My shock broke, and I felt a wave of anger well up inside me.
“What are you doing, Hans?” I asked him. “What do you want from me?”
“What do I want?” he laughed incredulously. “It’s not what I want of you, bro. You need me! I’m the only thing that’s keeping you from going cuckoo for caca my friend.”
He went silent. He had started breathing heavily again, as if incensed at my confusion. I shrugged and exhaled, not knowing how to respond. He seemed half way between a small child having a tantrum and a madman about to snap.
He went on. “Who do you think’s been looking out for you all this time?” he said under his breath. “Who’s been watching you since Day One? Who bandaged your head to stoop you bleeding to death, eh?

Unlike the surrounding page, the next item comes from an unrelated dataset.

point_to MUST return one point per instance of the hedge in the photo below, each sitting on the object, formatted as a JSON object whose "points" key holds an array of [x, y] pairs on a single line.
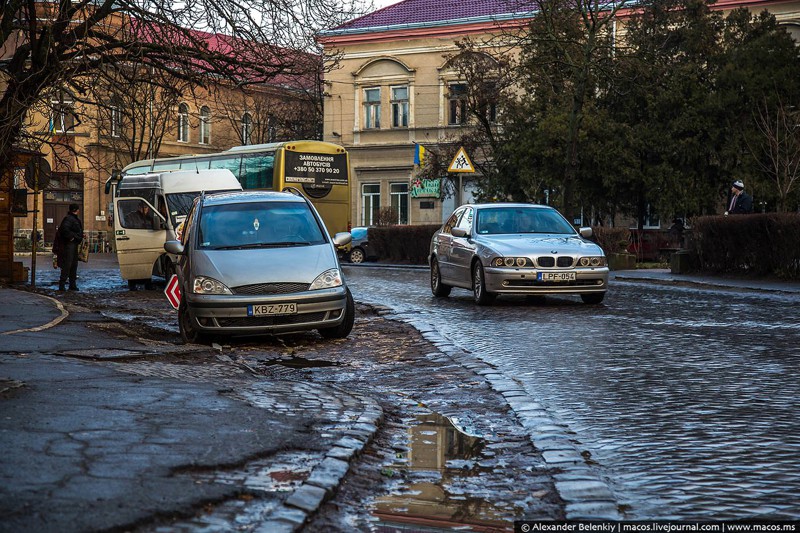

Who set out all the food for you so you wouldn’t starve? Who dragged your sweaty ass back to bed every time you collapsed like a drunken kent in the street? You know what I want? I want you to show me some fucken respect!”
It came out ruspict.
Whether it was the beer buzz or a sense of immortality, I felt the need to challenge him. Something deep within me wanted to prove this man, this apparition, wrong.
“You’re lying,” I said, and speaking slowly I enunciated each word, as if to convince myself as much as to emphasise the point to him. “You. Are. Me!”
He grinned again and his tongue lolled out. He looked like a rabid dog about to pounce.
“You don’t get it, do you bro?” he said dangerously quietly. “I’m more than you. I’m better than you!”
Bitter than you.
“If it weren’t for me, you’d be pissing into the wind my friend. You’d be a wreck.”
Wrick.
“You want me sticking around son, let me tell you. I’m warning you right now, if I walk away you’ll be in a world of hurt little man!”
He was using lines from my favourite movies against me now. He let that hang in the air, standing ten or so feet away, staring at me. Was he expecting a response? Did he want me to challenge him? I couldn’t work it out. It was the most extraordinary situation I had been in on the island so far, and there had been plenty. I was standing in the street having an argument with a visual manifestation… of myself. I decided enough was enough.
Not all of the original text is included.